Mauldin dice:”Stiamo assistendo alla vera fine dei giochi e i giochi finiscono sempre” , “E’ cambiato tutto e tutto è rimasto come prima, la Grecia non sta risolvendo i propri problemi. Il suo problema principale è lo sbilancio nei conti. Possono dire, pianificare e teorizzare tutto quello che vogliono, ma finchè non iniziano a risolvere, non succederà nulla”. “Ora, avranno un’altro periodo in cui non riusciranno a far fronte alle scadenze principali e la recessione continuerà la sua corsa.

Gli elettori si ristancheranno e probabilmente rieleggeranno nuovi rappresentanti coi quali condivideranno meglio le proprie disgrazie. Alla fine abbandoneranno l’Euro.” “La Spagna ha perso credibilità nel mercato dei bond. Non riescono a finanziarsi. Quindi l’Europa, con qualche artifizio, andrà a bussare alle porte della BCE, dove ancora esistono soldi veri e nella quantità necessaria per la Spagna”.

“Che creino una banca di salvataggio, dei fondi di garanzia, ma tutto ciò va contro le regole e i pianificatori centrali europei non se ne preoccupano: hanno una crisi e i politici inventeranno qualsiasi cosa per passarci attraverso”. “La verità è che l’Europa ha un grave sbilancio nei conti. Le nazioni mediterranee vogliono che sia la Germania a finanziarlo. La Germania chiede l’unione fiscale con possibilità di controllare i budgets. Non so che effetti sortiranno da certe decisioni e nemmeno in Europa lo sanno, di certo tutto sta finendo”.

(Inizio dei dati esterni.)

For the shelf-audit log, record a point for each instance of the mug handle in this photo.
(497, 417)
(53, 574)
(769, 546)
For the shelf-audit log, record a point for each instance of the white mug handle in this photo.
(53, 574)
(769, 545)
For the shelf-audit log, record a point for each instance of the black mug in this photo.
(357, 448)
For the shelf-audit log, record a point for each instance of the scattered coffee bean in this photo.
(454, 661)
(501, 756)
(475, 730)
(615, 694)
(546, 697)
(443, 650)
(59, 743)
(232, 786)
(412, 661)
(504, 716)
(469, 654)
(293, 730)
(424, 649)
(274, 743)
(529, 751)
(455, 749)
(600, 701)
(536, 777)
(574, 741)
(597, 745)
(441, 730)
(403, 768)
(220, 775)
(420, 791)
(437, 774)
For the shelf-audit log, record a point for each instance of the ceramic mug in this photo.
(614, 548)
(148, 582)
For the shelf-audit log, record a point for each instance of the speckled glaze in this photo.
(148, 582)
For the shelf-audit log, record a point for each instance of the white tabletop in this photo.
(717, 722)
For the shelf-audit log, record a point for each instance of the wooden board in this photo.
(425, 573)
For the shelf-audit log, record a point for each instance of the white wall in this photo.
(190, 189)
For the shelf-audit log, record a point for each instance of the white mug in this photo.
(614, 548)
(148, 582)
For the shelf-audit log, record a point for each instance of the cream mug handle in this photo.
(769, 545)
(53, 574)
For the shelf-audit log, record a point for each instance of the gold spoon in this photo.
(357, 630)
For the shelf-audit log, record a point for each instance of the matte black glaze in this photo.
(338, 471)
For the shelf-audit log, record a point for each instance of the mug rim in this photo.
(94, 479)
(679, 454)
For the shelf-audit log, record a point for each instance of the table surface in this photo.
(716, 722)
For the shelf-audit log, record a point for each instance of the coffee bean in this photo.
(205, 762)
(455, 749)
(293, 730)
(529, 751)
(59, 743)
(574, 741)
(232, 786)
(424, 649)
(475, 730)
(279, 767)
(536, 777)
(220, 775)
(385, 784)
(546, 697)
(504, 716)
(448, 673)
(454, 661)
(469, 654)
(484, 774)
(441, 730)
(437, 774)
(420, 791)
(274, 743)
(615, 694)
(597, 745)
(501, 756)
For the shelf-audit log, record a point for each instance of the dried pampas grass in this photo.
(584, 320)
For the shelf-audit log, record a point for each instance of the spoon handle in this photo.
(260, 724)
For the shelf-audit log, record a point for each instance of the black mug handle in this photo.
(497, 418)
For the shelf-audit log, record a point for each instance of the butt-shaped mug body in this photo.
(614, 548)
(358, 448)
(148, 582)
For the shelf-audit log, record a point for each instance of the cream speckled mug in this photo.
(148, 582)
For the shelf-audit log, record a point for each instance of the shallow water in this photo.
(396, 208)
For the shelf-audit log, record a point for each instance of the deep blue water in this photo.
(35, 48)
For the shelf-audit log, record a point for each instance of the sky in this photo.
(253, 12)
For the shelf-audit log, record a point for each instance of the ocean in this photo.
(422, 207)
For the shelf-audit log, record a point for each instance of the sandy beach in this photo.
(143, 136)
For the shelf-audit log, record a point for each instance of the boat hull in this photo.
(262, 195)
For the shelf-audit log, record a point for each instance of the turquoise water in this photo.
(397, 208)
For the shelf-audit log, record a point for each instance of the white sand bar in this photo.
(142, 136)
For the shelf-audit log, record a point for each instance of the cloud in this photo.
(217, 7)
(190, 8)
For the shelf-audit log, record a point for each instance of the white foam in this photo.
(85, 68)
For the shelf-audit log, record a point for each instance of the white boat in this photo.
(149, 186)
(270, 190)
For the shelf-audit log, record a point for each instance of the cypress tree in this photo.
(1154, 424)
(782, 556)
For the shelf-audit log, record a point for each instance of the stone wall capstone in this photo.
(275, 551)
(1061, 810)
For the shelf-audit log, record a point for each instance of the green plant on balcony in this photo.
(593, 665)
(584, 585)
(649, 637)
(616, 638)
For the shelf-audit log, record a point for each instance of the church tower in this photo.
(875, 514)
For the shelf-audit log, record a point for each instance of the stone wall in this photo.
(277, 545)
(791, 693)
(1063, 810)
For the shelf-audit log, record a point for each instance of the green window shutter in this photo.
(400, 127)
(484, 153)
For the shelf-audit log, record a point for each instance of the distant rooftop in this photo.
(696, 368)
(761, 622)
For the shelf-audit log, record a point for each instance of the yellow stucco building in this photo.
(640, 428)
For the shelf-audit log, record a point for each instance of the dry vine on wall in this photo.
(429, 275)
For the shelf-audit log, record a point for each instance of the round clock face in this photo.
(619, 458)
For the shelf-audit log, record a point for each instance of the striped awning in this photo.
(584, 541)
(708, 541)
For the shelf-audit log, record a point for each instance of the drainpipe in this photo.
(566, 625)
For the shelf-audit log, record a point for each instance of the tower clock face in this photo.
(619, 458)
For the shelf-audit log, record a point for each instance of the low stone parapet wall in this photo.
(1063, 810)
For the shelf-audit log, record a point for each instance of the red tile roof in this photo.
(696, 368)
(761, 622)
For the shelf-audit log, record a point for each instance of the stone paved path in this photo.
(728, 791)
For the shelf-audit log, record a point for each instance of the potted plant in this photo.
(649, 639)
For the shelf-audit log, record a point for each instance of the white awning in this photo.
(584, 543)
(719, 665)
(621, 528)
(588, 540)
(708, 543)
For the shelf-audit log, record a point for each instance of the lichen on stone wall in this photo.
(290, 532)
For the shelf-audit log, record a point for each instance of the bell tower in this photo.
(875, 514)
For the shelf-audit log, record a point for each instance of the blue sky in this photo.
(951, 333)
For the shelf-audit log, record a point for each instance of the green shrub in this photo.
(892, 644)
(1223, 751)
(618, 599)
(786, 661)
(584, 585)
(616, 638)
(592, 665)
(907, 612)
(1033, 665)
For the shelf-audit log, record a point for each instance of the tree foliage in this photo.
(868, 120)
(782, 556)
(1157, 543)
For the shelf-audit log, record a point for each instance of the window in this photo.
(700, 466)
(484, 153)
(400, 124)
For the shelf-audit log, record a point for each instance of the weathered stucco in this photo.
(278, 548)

“Stiamo intravedendo la vera fine dei giochi. I governi hanno esaurito la capacità di prendere a prestito il denaro per finanziare i loro costi che vanno oltre la crescita” “In questo momento potrebbero esserci grandi opportunità di investimento causate dallo smobilizzo di grandi quantità di capitali. I governi impareranno a sopravvivere con mezzi propri. Non solo gli europei, non solo il Regno Unito, non solo il Giappone che ha già i suoi problemi, non solo la Francia di cui si parlerà molto nei prossimi 2 anni, ma anche gli USA.”

“Nei prossimi 2-3 anni vedremo in sequenza: Europa, Giappone e USA esaurire le proprie capacità. Anche gli USA esauriranno le proprie capacità, ma si spera che non raggiungano i livelli della Spagna, che ha perso accesso ai mercati, rimpinguata dalla banca centrale e ossessionata dallo spread. Speriamo con intelligenza, perchè abbiamo imparato la lezione da Europa e Giappone.”

“Se anche gli USA non dovessero farcela, conosciamo tutti le regole del gioco: fine della saga dei superdebiti, deflazione, cancellazione dei debiti. Nella storia è già successo almeno 200 volte” “I debiti si possono rinegoziare, ristrutturare, cartolarizzare, congelare; tanti termini per non dire default.

Quando un soggetto ha più debito di quanto possa pagare, o si riesce a ristrutturare o si dichiara bancarotta. I governi occidentali sono arrivati a questo punto: sono andati oltre la capacità di prendere soldi in prestito per finanziare i propri consumi.” “Il fatto di essere arrivati alla fine è cosa buona. Nel lungo termine non avrà un impatto negativo. Ci sarà un andamento difficoltoso nei mercati, ma di certo una nuova crescita”.

Infine Mauldin avverte gli investitori: ”Potete ristrutturare e ripianificare i vostri interessi per proteggervi dalle sciocchezze che il governo partorirà. L’importante è che non stiate sui binari quando arriva il treno”.